Indeed, hospitals and health care providers may have disincentives to relay such information unless there is some assurance they will not be sued. The Joint Commission is lobbying for federal legislation to protect the "root-cause analysis" of sentinel events from plaintiffs’ attorneys. "Until the root-cause analysis is protected from the plaintiff’s attorney, there is going to continue to be reluctance to do this," he said. "We keep getting close; we keep getting [resistance]. Hopefully, we will eventually be successful."

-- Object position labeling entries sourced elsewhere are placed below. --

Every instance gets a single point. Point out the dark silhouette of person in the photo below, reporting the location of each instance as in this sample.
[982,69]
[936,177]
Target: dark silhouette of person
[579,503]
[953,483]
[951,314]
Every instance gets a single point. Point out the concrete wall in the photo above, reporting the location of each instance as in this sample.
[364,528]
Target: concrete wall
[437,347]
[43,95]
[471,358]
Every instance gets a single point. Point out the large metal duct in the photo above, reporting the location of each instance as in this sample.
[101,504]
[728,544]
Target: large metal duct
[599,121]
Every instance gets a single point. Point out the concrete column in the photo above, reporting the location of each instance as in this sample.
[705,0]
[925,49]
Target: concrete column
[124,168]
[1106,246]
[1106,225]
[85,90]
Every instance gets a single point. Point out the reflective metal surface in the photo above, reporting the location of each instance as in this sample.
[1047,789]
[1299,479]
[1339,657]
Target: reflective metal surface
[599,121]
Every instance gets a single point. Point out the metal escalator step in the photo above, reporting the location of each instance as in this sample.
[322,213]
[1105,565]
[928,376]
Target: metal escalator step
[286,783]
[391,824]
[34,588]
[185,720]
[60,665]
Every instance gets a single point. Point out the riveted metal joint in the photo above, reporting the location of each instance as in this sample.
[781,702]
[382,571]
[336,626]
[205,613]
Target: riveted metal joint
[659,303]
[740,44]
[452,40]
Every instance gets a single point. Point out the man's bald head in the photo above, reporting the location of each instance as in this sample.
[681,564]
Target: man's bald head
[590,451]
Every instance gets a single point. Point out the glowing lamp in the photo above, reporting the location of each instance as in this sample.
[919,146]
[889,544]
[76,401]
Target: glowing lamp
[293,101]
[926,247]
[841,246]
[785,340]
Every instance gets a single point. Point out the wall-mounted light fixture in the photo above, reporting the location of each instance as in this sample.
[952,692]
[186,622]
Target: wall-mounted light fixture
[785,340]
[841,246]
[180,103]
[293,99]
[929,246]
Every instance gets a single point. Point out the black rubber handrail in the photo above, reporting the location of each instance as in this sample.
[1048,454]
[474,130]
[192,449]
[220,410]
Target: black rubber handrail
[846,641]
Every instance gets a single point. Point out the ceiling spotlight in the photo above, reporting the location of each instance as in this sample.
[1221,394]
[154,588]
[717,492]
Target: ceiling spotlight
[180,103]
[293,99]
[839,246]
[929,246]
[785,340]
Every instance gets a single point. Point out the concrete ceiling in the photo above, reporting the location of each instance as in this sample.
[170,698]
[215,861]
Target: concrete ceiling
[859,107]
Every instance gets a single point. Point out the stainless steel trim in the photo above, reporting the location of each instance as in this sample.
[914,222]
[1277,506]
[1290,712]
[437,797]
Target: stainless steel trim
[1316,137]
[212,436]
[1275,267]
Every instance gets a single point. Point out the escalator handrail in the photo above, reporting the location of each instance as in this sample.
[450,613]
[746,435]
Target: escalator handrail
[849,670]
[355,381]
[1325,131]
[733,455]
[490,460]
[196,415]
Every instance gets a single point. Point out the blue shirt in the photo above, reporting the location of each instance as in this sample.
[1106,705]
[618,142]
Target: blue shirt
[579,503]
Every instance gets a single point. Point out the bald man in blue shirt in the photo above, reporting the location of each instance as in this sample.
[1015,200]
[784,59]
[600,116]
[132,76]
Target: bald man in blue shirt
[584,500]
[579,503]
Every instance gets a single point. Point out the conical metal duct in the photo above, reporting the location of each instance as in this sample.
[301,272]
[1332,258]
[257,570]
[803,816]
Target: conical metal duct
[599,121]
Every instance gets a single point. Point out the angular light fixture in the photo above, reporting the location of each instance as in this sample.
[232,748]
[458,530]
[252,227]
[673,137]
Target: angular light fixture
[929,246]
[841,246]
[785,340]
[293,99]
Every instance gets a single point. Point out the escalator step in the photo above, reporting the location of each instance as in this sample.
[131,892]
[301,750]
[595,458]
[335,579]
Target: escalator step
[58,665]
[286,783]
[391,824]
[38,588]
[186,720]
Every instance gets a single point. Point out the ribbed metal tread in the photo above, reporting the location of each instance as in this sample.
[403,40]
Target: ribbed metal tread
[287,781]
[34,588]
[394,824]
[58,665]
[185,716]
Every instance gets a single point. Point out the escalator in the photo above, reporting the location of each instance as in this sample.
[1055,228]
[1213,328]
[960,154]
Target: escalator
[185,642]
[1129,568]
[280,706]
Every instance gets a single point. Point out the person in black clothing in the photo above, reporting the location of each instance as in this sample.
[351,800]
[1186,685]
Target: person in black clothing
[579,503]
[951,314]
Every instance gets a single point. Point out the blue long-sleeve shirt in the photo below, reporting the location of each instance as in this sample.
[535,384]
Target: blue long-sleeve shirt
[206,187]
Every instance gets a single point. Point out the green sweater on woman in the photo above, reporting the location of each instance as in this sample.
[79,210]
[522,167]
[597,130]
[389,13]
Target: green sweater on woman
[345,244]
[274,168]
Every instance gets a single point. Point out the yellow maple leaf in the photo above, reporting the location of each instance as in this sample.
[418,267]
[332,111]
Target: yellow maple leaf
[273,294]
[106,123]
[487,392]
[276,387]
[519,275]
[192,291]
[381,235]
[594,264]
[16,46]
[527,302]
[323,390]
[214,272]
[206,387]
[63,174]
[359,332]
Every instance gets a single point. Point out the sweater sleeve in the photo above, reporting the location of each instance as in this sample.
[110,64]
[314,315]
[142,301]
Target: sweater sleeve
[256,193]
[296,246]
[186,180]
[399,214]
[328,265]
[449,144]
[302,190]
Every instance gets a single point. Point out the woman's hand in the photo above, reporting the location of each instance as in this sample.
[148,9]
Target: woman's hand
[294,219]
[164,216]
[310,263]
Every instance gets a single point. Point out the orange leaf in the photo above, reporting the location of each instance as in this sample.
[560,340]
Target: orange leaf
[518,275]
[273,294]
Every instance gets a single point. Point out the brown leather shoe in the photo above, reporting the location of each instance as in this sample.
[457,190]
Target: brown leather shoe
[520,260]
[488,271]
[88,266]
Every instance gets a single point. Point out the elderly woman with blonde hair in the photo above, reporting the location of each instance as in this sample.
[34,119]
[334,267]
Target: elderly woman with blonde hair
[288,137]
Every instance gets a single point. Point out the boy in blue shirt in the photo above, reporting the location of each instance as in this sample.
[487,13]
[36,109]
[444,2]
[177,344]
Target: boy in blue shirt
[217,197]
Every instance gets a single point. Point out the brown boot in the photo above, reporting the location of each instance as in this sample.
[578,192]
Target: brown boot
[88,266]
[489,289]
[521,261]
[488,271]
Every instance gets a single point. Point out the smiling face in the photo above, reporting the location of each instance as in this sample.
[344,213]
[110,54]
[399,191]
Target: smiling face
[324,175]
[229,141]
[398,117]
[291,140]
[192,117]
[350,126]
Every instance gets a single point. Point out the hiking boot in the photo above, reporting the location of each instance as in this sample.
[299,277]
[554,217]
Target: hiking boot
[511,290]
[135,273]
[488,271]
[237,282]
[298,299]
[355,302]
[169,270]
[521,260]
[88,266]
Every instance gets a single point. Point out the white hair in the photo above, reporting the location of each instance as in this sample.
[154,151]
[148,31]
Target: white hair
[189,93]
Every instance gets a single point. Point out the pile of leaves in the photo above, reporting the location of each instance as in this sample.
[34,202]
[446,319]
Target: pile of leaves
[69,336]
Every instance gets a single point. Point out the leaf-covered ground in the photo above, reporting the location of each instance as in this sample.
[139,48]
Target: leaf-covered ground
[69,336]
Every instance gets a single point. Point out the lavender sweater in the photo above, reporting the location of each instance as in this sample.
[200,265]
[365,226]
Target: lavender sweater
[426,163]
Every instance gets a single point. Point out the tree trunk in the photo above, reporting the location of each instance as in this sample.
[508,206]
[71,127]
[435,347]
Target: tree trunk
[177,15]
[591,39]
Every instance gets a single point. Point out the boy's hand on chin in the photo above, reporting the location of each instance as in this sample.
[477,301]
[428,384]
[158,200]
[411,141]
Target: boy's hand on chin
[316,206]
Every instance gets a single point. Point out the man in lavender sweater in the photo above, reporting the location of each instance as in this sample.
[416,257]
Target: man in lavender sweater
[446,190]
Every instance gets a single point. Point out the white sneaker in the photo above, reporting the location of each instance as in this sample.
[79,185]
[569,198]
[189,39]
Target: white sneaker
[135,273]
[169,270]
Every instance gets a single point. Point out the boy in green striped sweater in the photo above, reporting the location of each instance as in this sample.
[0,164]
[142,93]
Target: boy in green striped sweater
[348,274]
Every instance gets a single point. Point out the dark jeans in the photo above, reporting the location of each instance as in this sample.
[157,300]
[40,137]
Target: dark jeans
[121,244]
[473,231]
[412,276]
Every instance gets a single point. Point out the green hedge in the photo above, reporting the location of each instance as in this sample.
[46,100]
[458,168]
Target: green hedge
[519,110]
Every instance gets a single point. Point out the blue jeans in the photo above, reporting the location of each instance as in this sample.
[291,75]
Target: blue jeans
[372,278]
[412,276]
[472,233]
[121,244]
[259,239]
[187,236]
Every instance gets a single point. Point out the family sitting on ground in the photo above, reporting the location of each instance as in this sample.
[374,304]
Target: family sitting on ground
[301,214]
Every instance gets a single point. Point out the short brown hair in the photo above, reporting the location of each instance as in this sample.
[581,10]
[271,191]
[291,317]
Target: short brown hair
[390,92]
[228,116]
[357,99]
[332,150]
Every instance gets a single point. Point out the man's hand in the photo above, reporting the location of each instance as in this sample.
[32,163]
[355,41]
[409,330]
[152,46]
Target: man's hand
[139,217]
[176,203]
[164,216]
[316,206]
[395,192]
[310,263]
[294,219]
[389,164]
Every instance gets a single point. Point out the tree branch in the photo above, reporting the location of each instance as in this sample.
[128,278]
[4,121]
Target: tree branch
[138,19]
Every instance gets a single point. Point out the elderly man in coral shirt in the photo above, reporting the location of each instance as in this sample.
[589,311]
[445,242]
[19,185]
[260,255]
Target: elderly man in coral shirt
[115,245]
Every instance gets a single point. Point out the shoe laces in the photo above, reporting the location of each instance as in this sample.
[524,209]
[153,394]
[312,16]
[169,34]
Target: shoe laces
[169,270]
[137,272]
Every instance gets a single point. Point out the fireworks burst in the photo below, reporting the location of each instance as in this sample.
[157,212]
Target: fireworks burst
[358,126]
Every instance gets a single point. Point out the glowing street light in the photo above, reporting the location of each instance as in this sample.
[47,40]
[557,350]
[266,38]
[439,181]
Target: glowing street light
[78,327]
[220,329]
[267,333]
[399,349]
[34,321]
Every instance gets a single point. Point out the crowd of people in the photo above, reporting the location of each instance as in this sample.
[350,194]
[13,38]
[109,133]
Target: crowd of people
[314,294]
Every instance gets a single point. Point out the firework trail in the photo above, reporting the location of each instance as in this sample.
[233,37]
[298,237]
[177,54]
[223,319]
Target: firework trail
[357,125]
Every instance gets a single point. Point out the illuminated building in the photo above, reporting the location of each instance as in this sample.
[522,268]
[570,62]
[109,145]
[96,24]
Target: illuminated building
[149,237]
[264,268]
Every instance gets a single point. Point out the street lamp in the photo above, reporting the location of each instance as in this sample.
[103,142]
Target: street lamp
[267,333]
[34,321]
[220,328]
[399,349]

Regardless, other major medical groups have cited ethical concerns in advocating patients be informed of adverse care outcomes. "Both the American Hospital Association and the American Medical Association have clear statements on what their expectations are in ethics that, in fact, this [adverse outcome] needs to be revealed to the patient," Wise said. "We are not the first people who have come out with that."
Reference
1. Institute of Medicine Committee on Quality of Health Care in America. To Err is Human: Building a Safer Health System. Washington, DC: National Academy Press; 1999.